On Saturday, 10 September 2022 at 10:39:12 UTC, Injeckt wrote:
To elaborate on why you need the above...
> But I get these bugs:
WndProc is a function, and you can't pass a function as a runtime function parameter, only pointers to functions. The first two errors tell you exactly what the problem is.
> server.d(29): Error: function server.WndProc(void* hwnd, uint message, uint wParam, int lParam)
is not callable using argument types ()
Note the bit that says "not callable using argument types ()
". In D, functions that have an empty parameter list can be called without an argument list, i.e., void foo()
can be called as foo
, the compiler rewrites it to foo()
.
This error by itself tells you what's wrong. The compiler knows WndProc
is a function, so it's trying to call WndProc()
when it sees the WndProc
in your argument list in the function call to KK.CreateWindowClass
at line 29 of server.d.
> server.d(29): too few arguments, expected 4
, got 0
And this reinforces that: the WndProc
function takes 4 arguments, but none were provided.

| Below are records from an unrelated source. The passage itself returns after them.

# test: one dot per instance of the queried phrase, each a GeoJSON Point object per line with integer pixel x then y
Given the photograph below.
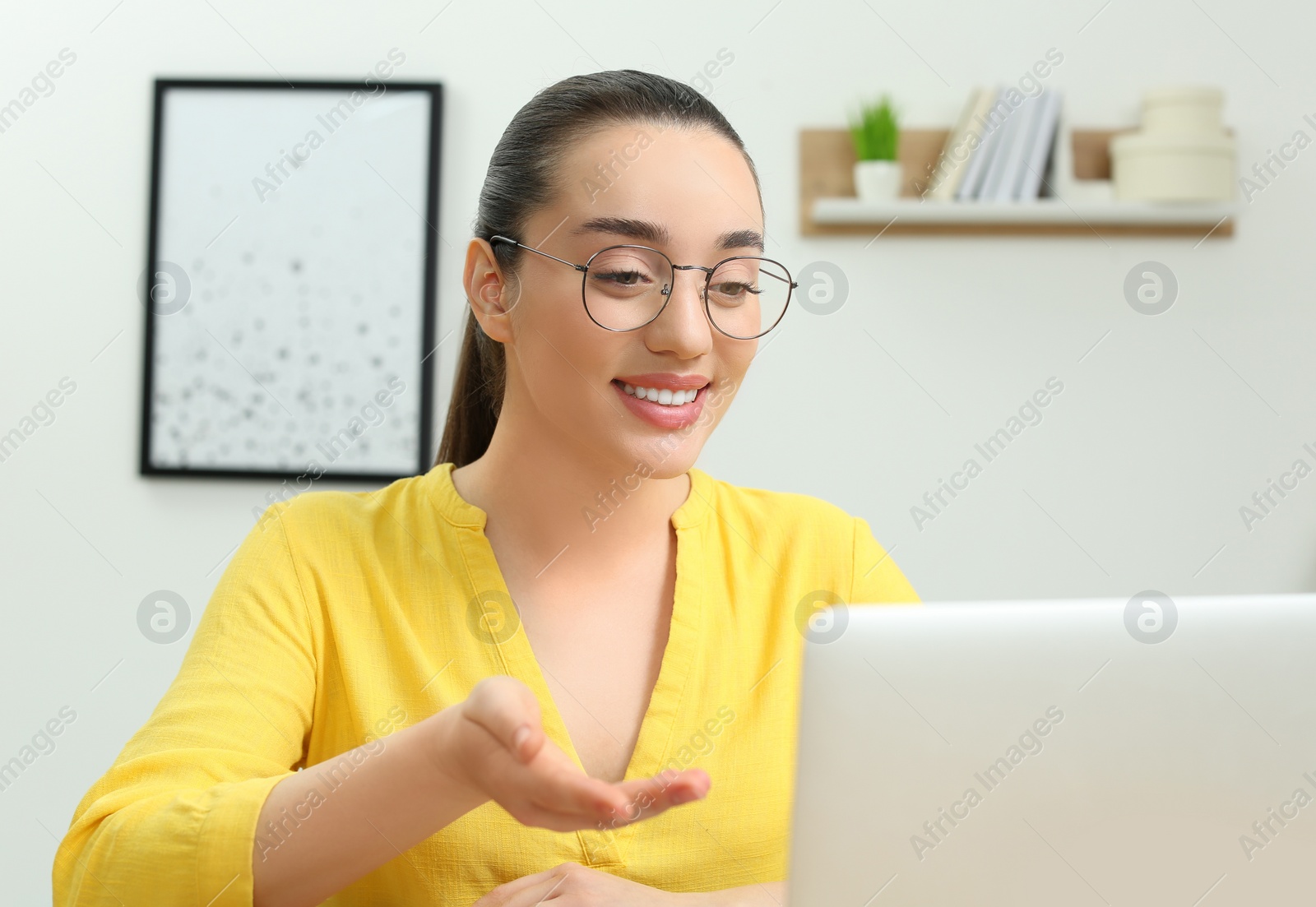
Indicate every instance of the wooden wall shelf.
{"type": "Point", "coordinates": [828, 206]}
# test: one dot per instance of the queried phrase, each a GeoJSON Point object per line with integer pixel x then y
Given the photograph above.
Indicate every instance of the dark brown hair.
{"type": "Point", "coordinates": [523, 177]}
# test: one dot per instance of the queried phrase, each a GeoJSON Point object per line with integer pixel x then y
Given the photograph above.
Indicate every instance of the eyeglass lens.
{"type": "Point", "coordinates": [627, 286]}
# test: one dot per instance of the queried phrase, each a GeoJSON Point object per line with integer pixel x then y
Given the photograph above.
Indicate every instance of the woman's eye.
{"type": "Point", "coordinates": [734, 289]}
{"type": "Point", "coordinates": [624, 278]}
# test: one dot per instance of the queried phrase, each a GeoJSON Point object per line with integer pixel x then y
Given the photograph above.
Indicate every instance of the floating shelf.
{"type": "Point", "coordinates": [1024, 216]}
{"type": "Point", "coordinates": [828, 206]}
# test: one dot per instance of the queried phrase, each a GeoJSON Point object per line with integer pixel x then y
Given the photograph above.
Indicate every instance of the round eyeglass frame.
{"type": "Point", "coordinates": [708, 275]}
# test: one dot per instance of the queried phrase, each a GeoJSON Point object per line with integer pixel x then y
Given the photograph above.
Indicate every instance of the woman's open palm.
{"type": "Point", "coordinates": [495, 743]}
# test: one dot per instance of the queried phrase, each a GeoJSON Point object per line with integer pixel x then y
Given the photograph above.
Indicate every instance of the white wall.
{"type": "Point", "coordinates": [1132, 481]}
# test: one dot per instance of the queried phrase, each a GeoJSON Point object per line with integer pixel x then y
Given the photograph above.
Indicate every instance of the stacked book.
{"type": "Point", "coordinates": [999, 149]}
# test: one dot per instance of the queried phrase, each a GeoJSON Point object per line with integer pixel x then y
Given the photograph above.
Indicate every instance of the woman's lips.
{"type": "Point", "coordinates": [660, 415]}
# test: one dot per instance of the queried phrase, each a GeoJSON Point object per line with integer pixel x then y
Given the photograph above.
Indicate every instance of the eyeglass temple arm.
{"type": "Point", "coordinates": [578, 267]}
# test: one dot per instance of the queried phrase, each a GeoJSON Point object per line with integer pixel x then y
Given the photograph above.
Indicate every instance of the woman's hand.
{"type": "Point", "coordinates": [494, 745]}
{"type": "Point", "coordinates": [572, 885]}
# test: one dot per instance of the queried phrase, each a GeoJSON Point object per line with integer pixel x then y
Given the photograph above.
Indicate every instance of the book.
{"type": "Point", "coordinates": [989, 133]}
{"type": "Point", "coordinates": [1002, 177]}
{"type": "Point", "coordinates": [1041, 146]}
{"type": "Point", "coordinates": [956, 153]}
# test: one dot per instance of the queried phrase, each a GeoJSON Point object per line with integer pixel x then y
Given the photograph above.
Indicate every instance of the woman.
{"type": "Point", "coordinates": [458, 749]}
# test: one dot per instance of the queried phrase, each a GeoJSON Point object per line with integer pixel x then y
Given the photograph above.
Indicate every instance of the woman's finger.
{"type": "Point", "coordinates": [570, 791]}
{"type": "Point", "coordinates": [648, 797]}
{"type": "Point", "coordinates": [531, 890]}
{"type": "Point", "coordinates": [508, 710]}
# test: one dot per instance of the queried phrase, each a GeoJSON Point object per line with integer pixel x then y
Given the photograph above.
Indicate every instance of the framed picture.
{"type": "Point", "coordinates": [290, 278]}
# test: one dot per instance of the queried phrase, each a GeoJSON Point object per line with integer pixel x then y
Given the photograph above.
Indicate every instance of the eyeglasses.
{"type": "Point", "coordinates": [625, 287]}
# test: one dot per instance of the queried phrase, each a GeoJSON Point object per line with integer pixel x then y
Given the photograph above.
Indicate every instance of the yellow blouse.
{"type": "Point", "coordinates": [345, 617]}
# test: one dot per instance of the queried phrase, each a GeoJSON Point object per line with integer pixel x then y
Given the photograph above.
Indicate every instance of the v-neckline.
{"type": "Point", "coordinates": [517, 656]}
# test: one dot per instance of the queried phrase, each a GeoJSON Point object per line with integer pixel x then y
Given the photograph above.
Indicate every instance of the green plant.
{"type": "Point", "coordinates": [875, 131]}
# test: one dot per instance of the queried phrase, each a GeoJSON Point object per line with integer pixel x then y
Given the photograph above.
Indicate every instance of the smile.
{"type": "Point", "coordinates": [665, 396]}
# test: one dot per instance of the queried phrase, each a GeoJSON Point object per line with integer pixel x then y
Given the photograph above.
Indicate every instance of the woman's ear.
{"type": "Point", "coordinates": [489, 291]}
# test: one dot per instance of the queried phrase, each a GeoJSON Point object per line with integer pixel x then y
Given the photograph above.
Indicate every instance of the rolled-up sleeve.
{"type": "Point", "coordinates": [174, 819]}
{"type": "Point", "coordinates": [877, 578]}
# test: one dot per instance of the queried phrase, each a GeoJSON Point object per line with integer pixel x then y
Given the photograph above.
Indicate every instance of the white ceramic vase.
{"type": "Point", "coordinates": [878, 181]}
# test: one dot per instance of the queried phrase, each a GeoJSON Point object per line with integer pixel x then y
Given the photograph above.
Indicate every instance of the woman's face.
{"type": "Point", "coordinates": [691, 197]}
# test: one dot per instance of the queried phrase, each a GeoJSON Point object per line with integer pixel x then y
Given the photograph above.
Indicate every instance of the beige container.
{"type": "Point", "coordinates": [1182, 109]}
{"type": "Point", "coordinates": [1173, 168]}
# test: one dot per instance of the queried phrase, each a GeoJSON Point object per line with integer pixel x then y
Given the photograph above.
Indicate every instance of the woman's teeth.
{"type": "Point", "coordinates": [665, 396]}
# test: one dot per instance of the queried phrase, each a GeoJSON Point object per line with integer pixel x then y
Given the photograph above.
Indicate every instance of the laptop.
{"type": "Point", "coordinates": [1138, 752]}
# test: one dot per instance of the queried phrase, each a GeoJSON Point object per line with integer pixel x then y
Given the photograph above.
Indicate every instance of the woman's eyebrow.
{"type": "Point", "coordinates": [656, 234]}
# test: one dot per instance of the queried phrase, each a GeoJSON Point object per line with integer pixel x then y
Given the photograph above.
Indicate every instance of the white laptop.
{"type": "Point", "coordinates": [1135, 752]}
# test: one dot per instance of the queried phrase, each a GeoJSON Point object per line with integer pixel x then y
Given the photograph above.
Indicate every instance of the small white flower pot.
{"type": "Point", "coordinates": [878, 181]}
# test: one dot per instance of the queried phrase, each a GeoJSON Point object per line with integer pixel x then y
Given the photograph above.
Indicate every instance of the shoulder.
{"type": "Point", "coordinates": [791, 510]}
{"type": "Point", "coordinates": [794, 532]}
{"type": "Point", "coordinates": [337, 515]}
{"type": "Point", "coordinates": [781, 521]}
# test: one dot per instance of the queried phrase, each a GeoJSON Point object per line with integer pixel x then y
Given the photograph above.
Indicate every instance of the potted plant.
{"type": "Point", "coordinates": [875, 132]}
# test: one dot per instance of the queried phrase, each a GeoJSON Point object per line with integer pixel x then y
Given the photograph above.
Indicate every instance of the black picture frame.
{"type": "Point", "coordinates": [429, 261]}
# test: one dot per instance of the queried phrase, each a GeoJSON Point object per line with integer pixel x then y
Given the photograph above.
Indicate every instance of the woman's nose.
{"type": "Point", "coordinates": [683, 323]}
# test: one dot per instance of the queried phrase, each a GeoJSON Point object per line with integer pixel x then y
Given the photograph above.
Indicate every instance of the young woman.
{"type": "Point", "coordinates": [365, 716]}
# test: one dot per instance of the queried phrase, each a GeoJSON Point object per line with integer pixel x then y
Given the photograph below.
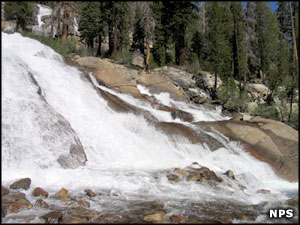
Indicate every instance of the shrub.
{"type": "Point", "coordinates": [230, 97]}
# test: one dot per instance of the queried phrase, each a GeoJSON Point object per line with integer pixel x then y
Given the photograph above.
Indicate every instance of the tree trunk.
{"type": "Point", "coordinates": [65, 26]}
{"type": "Point", "coordinates": [245, 72]}
{"type": "Point", "coordinates": [90, 45]}
{"type": "Point", "coordinates": [65, 32]}
{"type": "Point", "coordinates": [110, 38]}
{"type": "Point", "coordinates": [203, 20]}
{"type": "Point", "coordinates": [235, 53]}
{"type": "Point", "coordinates": [114, 52]}
{"type": "Point", "coordinates": [182, 54]}
{"type": "Point", "coordinates": [99, 45]}
{"type": "Point", "coordinates": [148, 38]}
{"type": "Point", "coordinates": [180, 50]}
{"type": "Point", "coordinates": [294, 37]}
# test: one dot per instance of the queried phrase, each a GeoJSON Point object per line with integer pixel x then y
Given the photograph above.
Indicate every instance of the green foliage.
{"type": "Point", "coordinates": [219, 38]}
{"type": "Point", "coordinates": [267, 111]}
{"type": "Point", "coordinates": [63, 48]}
{"type": "Point", "coordinates": [22, 12]}
{"type": "Point", "coordinates": [268, 33]}
{"type": "Point", "coordinates": [91, 22]}
{"type": "Point", "coordinates": [139, 32]}
{"type": "Point", "coordinates": [230, 97]}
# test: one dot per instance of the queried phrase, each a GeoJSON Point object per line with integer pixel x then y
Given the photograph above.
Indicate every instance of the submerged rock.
{"type": "Point", "coordinates": [204, 175]}
{"type": "Point", "coordinates": [264, 191]}
{"type": "Point", "coordinates": [40, 203]}
{"type": "Point", "coordinates": [15, 202]}
{"type": "Point", "coordinates": [90, 193]}
{"type": "Point", "coordinates": [71, 220]}
{"type": "Point", "coordinates": [178, 219]}
{"type": "Point", "coordinates": [53, 217]}
{"type": "Point", "coordinates": [155, 218]}
{"type": "Point", "coordinates": [21, 184]}
{"type": "Point", "coordinates": [63, 193]}
{"type": "Point", "coordinates": [229, 173]}
{"type": "Point", "coordinates": [83, 213]}
{"type": "Point", "coordinates": [39, 192]}
{"type": "Point", "coordinates": [83, 203]}
{"type": "Point", "coordinates": [173, 177]}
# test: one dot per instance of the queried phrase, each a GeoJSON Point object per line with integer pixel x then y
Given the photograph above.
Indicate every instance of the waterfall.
{"type": "Point", "coordinates": [125, 153]}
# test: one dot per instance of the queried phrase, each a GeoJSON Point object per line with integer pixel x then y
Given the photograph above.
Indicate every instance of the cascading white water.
{"type": "Point", "coordinates": [40, 28]}
{"type": "Point", "coordinates": [125, 153]}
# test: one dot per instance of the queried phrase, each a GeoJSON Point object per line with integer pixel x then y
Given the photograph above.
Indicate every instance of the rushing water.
{"type": "Point", "coordinates": [127, 156]}
{"type": "Point", "coordinates": [41, 28]}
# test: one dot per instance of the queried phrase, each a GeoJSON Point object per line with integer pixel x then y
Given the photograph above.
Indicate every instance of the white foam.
{"type": "Point", "coordinates": [125, 153]}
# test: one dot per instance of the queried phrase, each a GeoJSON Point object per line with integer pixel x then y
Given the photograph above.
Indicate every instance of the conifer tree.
{"type": "Point", "coordinates": [267, 30]}
{"type": "Point", "coordinates": [251, 41]}
{"type": "Point", "coordinates": [219, 34]}
{"type": "Point", "coordinates": [238, 42]}
{"type": "Point", "coordinates": [22, 12]}
{"type": "Point", "coordinates": [91, 23]}
{"type": "Point", "coordinates": [162, 31]}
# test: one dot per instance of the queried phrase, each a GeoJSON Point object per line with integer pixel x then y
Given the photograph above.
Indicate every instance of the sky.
{"type": "Point", "coordinates": [273, 5]}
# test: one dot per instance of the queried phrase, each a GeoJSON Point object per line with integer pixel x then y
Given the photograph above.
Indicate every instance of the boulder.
{"type": "Point", "coordinates": [114, 76]}
{"type": "Point", "coordinates": [90, 193]}
{"type": "Point", "coordinates": [39, 192]}
{"type": "Point", "coordinates": [113, 218]}
{"type": "Point", "coordinates": [200, 99]}
{"type": "Point", "coordinates": [204, 175]}
{"type": "Point", "coordinates": [21, 184]}
{"type": "Point", "coordinates": [229, 173]}
{"type": "Point", "coordinates": [71, 220]}
{"type": "Point", "coordinates": [83, 203]}
{"type": "Point", "coordinates": [83, 213]}
{"type": "Point", "coordinates": [179, 77]}
{"type": "Point", "coordinates": [208, 80]}
{"type": "Point", "coordinates": [40, 203]}
{"type": "Point", "coordinates": [53, 217]}
{"type": "Point", "coordinates": [157, 83]}
{"type": "Point", "coordinates": [63, 193]}
{"type": "Point", "coordinates": [178, 219]}
{"type": "Point", "coordinates": [251, 107]}
{"type": "Point", "coordinates": [263, 191]}
{"type": "Point", "coordinates": [155, 218]}
{"type": "Point", "coordinates": [267, 140]}
{"type": "Point", "coordinates": [173, 177]}
{"type": "Point", "coordinates": [258, 90]}
{"type": "Point", "coordinates": [75, 158]}
{"type": "Point", "coordinates": [15, 202]}
{"type": "Point", "coordinates": [8, 25]}
{"type": "Point", "coordinates": [181, 172]}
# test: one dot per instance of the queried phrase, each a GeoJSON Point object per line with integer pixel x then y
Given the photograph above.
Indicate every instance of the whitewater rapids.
{"type": "Point", "coordinates": [126, 155]}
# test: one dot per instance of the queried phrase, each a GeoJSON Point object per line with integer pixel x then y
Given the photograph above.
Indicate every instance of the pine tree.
{"type": "Point", "coordinates": [267, 30]}
{"type": "Point", "coordinates": [251, 41]}
{"type": "Point", "coordinates": [138, 41]}
{"type": "Point", "coordinates": [162, 31]}
{"type": "Point", "coordinates": [90, 24]}
{"type": "Point", "coordinates": [116, 15]}
{"type": "Point", "coordinates": [238, 45]}
{"type": "Point", "coordinates": [218, 36]}
{"type": "Point", "coordinates": [22, 12]}
{"type": "Point", "coordinates": [183, 14]}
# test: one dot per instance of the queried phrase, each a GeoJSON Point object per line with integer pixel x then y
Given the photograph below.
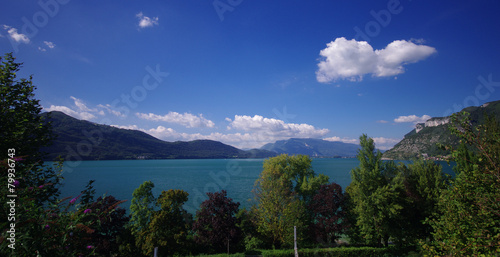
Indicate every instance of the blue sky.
{"type": "Point", "coordinates": [251, 72]}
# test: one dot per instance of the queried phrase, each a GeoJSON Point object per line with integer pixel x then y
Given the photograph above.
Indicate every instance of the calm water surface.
{"type": "Point", "coordinates": [237, 177]}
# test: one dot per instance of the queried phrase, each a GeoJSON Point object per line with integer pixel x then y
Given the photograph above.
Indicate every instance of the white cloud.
{"type": "Point", "coordinates": [111, 110]}
{"type": "Point", "coordinates": [381, 143]}
{"type": "Point", "coordinates": [145, 21]}
{"type": "Point", "coordinates": [79, 111]}
{"type": "Point", "coordinates": [70, 112]}
{"type": "Point", "coordinates": [343, 140]}
{"type": "Point", "coordinates": [187, 119]}
{"type": "Point", "coordinates": [351, 59]}
{"type": "Point", "coordinates": [15, 35]}
{"type": "Point", "coordinates": [49, 44]}
{"type": "Point", "coordinates": [412, 118]}
{"type": "Point", "coordinates": [257, 132]}
{"type": "Point", "coordinates": [277, 127]}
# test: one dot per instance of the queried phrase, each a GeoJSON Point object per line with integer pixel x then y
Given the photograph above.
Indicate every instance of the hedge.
{"type": "Point", "coordinates": [334, 252]}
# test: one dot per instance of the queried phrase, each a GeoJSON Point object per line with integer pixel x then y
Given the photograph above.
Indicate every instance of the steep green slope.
{"type": "Point", "coordinates": [312, 147]}
{"type": "Point", "coordinates": [84, 140]}
{"type": "Point", "coordinates": [424, 143]}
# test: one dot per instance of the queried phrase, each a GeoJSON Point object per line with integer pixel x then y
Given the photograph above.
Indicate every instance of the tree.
{"type": "Point", "coordinates": [327, 206]}
{"type": "Point", "coordinates": [142, 209]}
{"type": "Point", "coordinates": [215, 226]}
{"type": "Point", "coordinates": [23, 132]}
{"type": "Point", "coordinates": [283, 190]}
{"type": "Point", "coordinates": [469, 223]}
{"type": "Point", "coordinates": [21, 126]}
{"type": "Point", "coordinates": [373, 194]}
{"type": "Point", "coordinates": [169, 226]}
{"type": "Point", "coordinates": [423, 183]}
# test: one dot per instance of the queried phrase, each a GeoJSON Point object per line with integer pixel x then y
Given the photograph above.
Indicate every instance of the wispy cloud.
{"type": "Point", "coordinates": [280, 128]}
{"type": "Point", "coordinates": [145, 21]}
{"type": "Point", "coordinates": [412, 119]}
{"type": "Point", "coordinates": [79, 110]}
{"type": "Point", "coordinates": [14, 35]}
{"type": "Point", "coordinates": [382, 143]}
{"type": "Point", "coordinates": [49, 44]}
{"type": "Point", "coordinates": [187, 119]}
{"type": "Point", "coordinates": [351, 59]}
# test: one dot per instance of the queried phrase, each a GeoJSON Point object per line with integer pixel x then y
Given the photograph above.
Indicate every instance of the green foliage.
{"type": "Point", "coordinates": [142, 208]}
{"type": "Point", "coordinates": [470, 219]}
{"type": "Point", "coordinates": [327, 214]}
{"type": "Point", "coordinates": [423, 183]}
{"type": "Point", "coordinates": [283, 189]}
{"type": "Point", "coordinates": [110, 143]}
{"type": "Point", "coordinates": [334, 252]}
{"type": "Point", "coordinates": [21, 126]}
{"type": "Point", "coordinates": [169, 226]}
{"type": "Point", "coordinates": [216, 225]}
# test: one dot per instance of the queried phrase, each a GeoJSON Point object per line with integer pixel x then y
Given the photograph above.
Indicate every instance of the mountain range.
{"type": "Point", "coordinates": [84, 140]}
{"type": "Point", "coordinates": [312, 147]}
{"type": "Point", "coordinates": [424, 139]}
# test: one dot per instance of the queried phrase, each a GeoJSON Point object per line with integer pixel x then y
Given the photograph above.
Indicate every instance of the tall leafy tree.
{"type": "Point", "coordinates": [142, 208]}
{"type": "Point", "coordinates": [423, 183]}
{"type": "Point", "coordinates": [216, 224]}
{"type": "Point", "coordinates": [327, 207]}
{"type": "Point", "coordinates": [373, 194]}
{"type": "Point", "coordinates": [23, 132]}
{"type": "Point", "coordinates": [21, 126]}
{"type": "Point", "coordinates": [469, 224]}
{"type": "Point", "coordinates": [169, 226]}
{"type": "Point", "coordinates": [283, 190]}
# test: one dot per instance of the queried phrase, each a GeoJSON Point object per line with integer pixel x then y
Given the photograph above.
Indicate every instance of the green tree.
{"type": "Point", "coordinates": [283, 190]}
{"type": "Point", "coordinates": [142, 208]}
{"type": "Point", "coordinates": [169, 226]}
{"type": "Point", "coordinates": [374, 195]}
{"type": "Point", "coordinates": [23, 132]}
{"type": "Point", "coordinates": [216, 225]}
{"type": "Point", "coordinates": [21, 126]}
{"type": "Point", "coordinates": [423, 183]}
{"type": "Point", "coordinates": [469, 223]}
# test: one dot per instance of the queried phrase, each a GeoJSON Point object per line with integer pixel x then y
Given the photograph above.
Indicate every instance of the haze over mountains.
{"type": "Point", "coordinates": [424, 139]}
{"type": "Point", "coordinates": [84, 140]}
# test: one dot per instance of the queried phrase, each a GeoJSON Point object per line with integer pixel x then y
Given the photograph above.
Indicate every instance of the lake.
{"type": "Point", "coordinates": [236, 176]}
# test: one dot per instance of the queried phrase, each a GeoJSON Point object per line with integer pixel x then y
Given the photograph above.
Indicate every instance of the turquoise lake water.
{"type": "Point", "coordinates": [236, 176]}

When doing Win32 programming in D, it sometimes helps to search online for problematic types. Microsoft's Win32 API documentation is really good. For functions, that's the only reference you need. But for other types and aliases, it sometimes helps to go one step further: use the MS docs to find out which header the type is defined in, then go the DRuntime source to find the corresponding binding.
In this case, searching for WNDPROC
would turn up this page:
https://docs.microsoft.com/en-us/windows/win32/api/winuser/nc-winuser-wndproc
At the bottom of which we see that it's defined in winuser.h
. So then you can go to the DRuntime sorce directory (it's installed with the compiler) and open core/sys/winuser.d
, in which a search for WNDPROC
eventually leads to this:
alias LRESULT function(HWND, UINT, WPARAM, LPARAM) WNDPROC;
That tells you it's a function pointer, meaning your function call needs &WndProc
, since that's how we get function pointers in D.